4. Mme B et M. A, ressortissants ivoiriens, nés respectivement le 23 décembre 2000 et le 24 avril 1992, sont entrés en France en avril 2022, selon leurs déclarations, et ont sollicité leur admission au bénéfice de l'asile. Lors de leur rendez-vous au guichet unique des demandeurs d'asile le 13 avril 2022, le préfet a placé le couple en procédure Dublin avant d'enregistrer leur demande d'asile en procédure normale au mois d'octobre 2022. Le 13 avril 2022, ils se sont vu notifier une décision portant attribution des conditions matérielles d'accueil, ont reçu une carte ADA et ont perçu l'allocation pour demandeur d'asile. Le 1er septembre 2022, le couple s'est vu proposer un hébergement au sein du CADA Gascogne et l'office français de l'immigration et de l'intégration (OFII) a alors poursuivi le versement de l'allocation pour demandeur d'asile, après avoir retiré la carte ADA de Mme B, au profit seulement de M. A. L'OFII ne conteste pas que le montant de l'allocation pour demandeur d'asile versée au couple depuis le 1er septembre 2022 ne correspond pas au montant de 10,20 euros par jour auquel les intéressés ont droit en tant que demandeurs d'asile ayant accès gratuitement à un hébergement. Par la présente requête, Mme B et M. A demandent au juge des référés, sur le fondement de l'article L. 512-2 du code de justice administrative, d'enjoindre, sous astreinte, à l'OFII de procéder au versement du montant total de l'allocation pour demandeur d'asile auquel ils sont en droit de prétendre, de manière rétroactive ou à défaut à compter de l'ordonnance à intervenir, sans délai.

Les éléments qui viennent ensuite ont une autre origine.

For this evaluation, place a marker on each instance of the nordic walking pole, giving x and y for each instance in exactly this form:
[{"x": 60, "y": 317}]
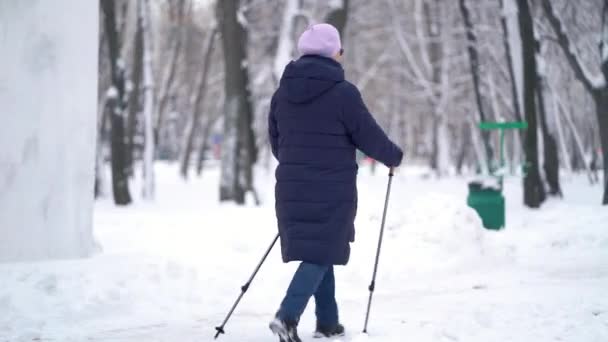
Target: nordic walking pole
[
  {"x": 372, "y": 286},
  {"x": 244, "y": 288}
]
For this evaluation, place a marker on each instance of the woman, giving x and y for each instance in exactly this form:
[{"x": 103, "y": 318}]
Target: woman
[{"x": 317, "y": 122}]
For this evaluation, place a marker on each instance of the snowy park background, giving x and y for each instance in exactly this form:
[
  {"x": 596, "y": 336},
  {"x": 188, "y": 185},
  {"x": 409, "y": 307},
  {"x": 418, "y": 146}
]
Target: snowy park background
[{"x": 137, "y": 184}]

5. Lorsqu'un requérant fonde son action non sur la procédure de suspension régie par l'article L. 521-1 du code de justice administrative mais sur la procédure de protection particulière instituée par l'article L. 521-2 du même code, il lui appartient de justifier de circonstances caractérisant une situation d'urgence qui implique, sous réserve que les autres conditions posées par l'article L. 521-2 soient remplies, qu'une mesure visant à sauvegarder une liberté fondamentale doive être prise dans les quarante-huit heures.

6. S'il résulte de l'instruction que Mme B et M. A sont hébergés au sein du CADA Gascogne, il n'est pas contesté qu'ils ne perçoivent pas le montant total de l'allocation pour demandeur d'asile auquel ils ont droit. Ils sont dès lors contraints de subvenir à leurs besoins avec une allocation insuffisante. Une telle situation de précarité est constitutive d'une situation d'urgence au sens de l'article L. 521-2 du code de justice administrative.

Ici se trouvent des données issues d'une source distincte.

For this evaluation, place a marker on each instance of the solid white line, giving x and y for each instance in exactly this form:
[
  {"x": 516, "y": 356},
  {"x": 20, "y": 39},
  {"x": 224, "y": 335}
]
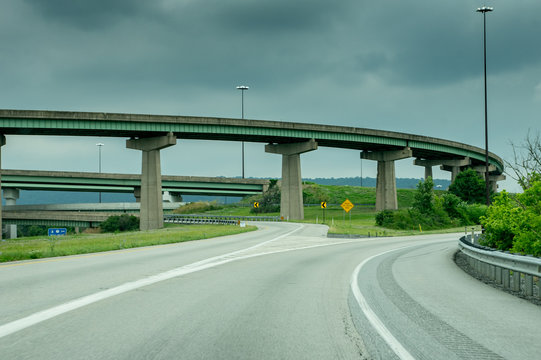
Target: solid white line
[
  {"x": 376, "y": 322},
  {"x": 41, "y": 316}
]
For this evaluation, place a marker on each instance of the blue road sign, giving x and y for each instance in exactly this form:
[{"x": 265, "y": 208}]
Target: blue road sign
[{"x": 57, "y": 231}]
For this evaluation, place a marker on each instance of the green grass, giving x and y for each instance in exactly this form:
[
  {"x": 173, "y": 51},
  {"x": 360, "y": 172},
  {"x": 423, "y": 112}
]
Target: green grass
[
  {"x": 42, "y": 246},
  {"x": 363, "y": 222}
]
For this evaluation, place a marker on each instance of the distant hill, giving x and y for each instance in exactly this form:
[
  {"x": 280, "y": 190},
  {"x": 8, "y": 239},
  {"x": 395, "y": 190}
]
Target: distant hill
[
  {"x": 401, "y": 183},
  {"x": 69, "y": 197}
]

7. Si la privation du bénéfice des mesures prévues par la loi afin de garantir aux demandeurs d'asile des conditions matérielles d'accueil décentes, jusqu'à ce qu'il ait été statué sur leur demande, est susceptible de constituer une atteinte grave et manifestement illégale à la liberté fondamentale que constitue le droit d'asile, le caractère grave et manifestement illégal d'une telle atteinte s'apprécie en tenant compte des moyens dont dispose l'autorité administrative compétente et de la situation du demandeur. Ainsi, le juge des référés ne peut faire usage des pouvoirs qu'il tient de l'article L. 521-2 du code de justice administrative en adressant une injonction à l'administration que dans le cas où, d'une part, le comportement de celle-ci fait apparaître une méconnaissance manifeste des exigences qui découlent du droit d'asile et où, d'autre part, il résulte de ce comportement des conséquences graves pour le demandeur d'asile, compte tenu notamment de son âge, de son état de santé ou de sa situation de famille. Il incombe au juge des référés d'apprécier, dans chaque situation, les diligences accomplies par l'administration en tenant compte des moyens dont elle dispose ainsi que de l'âge, de l'état de santé et de la situation de famille de la personne intéressée.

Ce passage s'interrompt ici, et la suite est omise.